Paul Krugman Exposes Wall Street Vampires’ Latest Ploy

May 11, 2015 by

Economy

The bought and paid for Congress is sneakily trying to kill financial reform.


Photo Credit: via YouTube/Shutterstock.com

“Last year the vampires of finance bought themselves a Congress,” Paul Krugman begins his colum Monday. He then spends the rest of the piece explaining why what might seem like a pretty harsh metaphor is actually apt. But first there’s the fact that the bought and paid for Congressional Republicans are trying their darndest to repay their masters by killing the financial reform bill enacted in 2010, a.k.a. Dodd-Frank. “And why must Dodd-Frank die?” Krugman asks. “Because it’s working.”

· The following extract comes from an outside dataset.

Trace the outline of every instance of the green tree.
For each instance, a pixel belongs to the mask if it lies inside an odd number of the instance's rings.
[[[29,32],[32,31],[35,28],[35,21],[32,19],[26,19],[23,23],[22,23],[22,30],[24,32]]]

Krugman recognizes that the news that Dodd-Frank is having an effect might be surprising to progressives who rightly think that a lot more should have been done to rein in out-of-control banks. The successes include the Consumer Financial Protection Bureau, Senator Elizabeth Warren’s initiative, which is having a “major chilling effect on abusive lending practices.” Krugman also says that regulating “derivatives — which played a major role in the 2008 crisis — is proving effective.

Lastly, Dodd-Frank seems to be yieding results in terms of addressing the overwhelming size and devilish complexity of financial institutions, summed up by the somewhat over-simplified phrase, “too big to fail”? Krugman writes:

As I’ve just suggested, too big to fail doesn’t quite get at the problem here. What was really lethal was the interaction between size and complexity. Financial institutions had become chimeras: part bank, part hedge fund, part insurance company, and so on. This complexity let them evade regulation, yet be rescued from the consequences when their bets went bad. And bankers’ ability to have it both ways helped set America up for disaster.

Dodd-Frank addressed this problem by letting regulators subject “systemically important” financial institutions to extra regulation, and seize control of such institutions at times of crisis, as opposed to simply bailing them out. And it required that financial institutions in general put up more capital, reducing both their incentive to take excessive risks and the chance that risk-taking would lead to bankruptcy.

All of this seems to be working: “Shadow banking,”  which created bank-type risks while evading bank-type regulation, is in retreat. You can see this in cases like that of General Electric, a manufacturing firm that turned itself into a financial wheeler-dealer, but is now trying to return to its roots. You can also see it in the overall numbers, where conventional banking — which is to say, banking subject to relatively strong regulation — has made a comeback. Evading the rules, it seems, isn’t as appealing as it used to be.

Of course, Wall Street does not care for reform, and is not taking it lying down. But they are fighting back in sneaky ways, and that’s where the vampire analogy fits in. Krugman again:

But what really makes the word apt in this context is that the enemies of reform can’t withstand sunlight. Open defenses of Wall Street’s right to go back to its old ways are hard to find. When right-wing think tanks do try to claim that regulation is a bad thing that will hurt the economy, their hearts don’t seem to be in it. For example, the latest such “study,” from the American Action Forum, runs to all of four pages, and even its author, the economist Douglas Holtz-Eakin, sounds embarrassed about his work.

What you mostly get, instead, is slavery-is-freedom claims that reform actually empowers the bad guys: for example, that regulating too-big-and-complex-to-fail institutions is somehow doing wheeler-dealers a favor, claims belied by the desperate efforts of such institutions to avoid the “systemically important” designation. The point is that almost nobody wants to be seen as a bought and paid-for servant of the financial industry, least of all those who really are exactly that.

Reformers like Elizabeth Warren have to keep shining that light on shady practices so that the vampires and their friends in Congress stay in their coffins with the lid closed.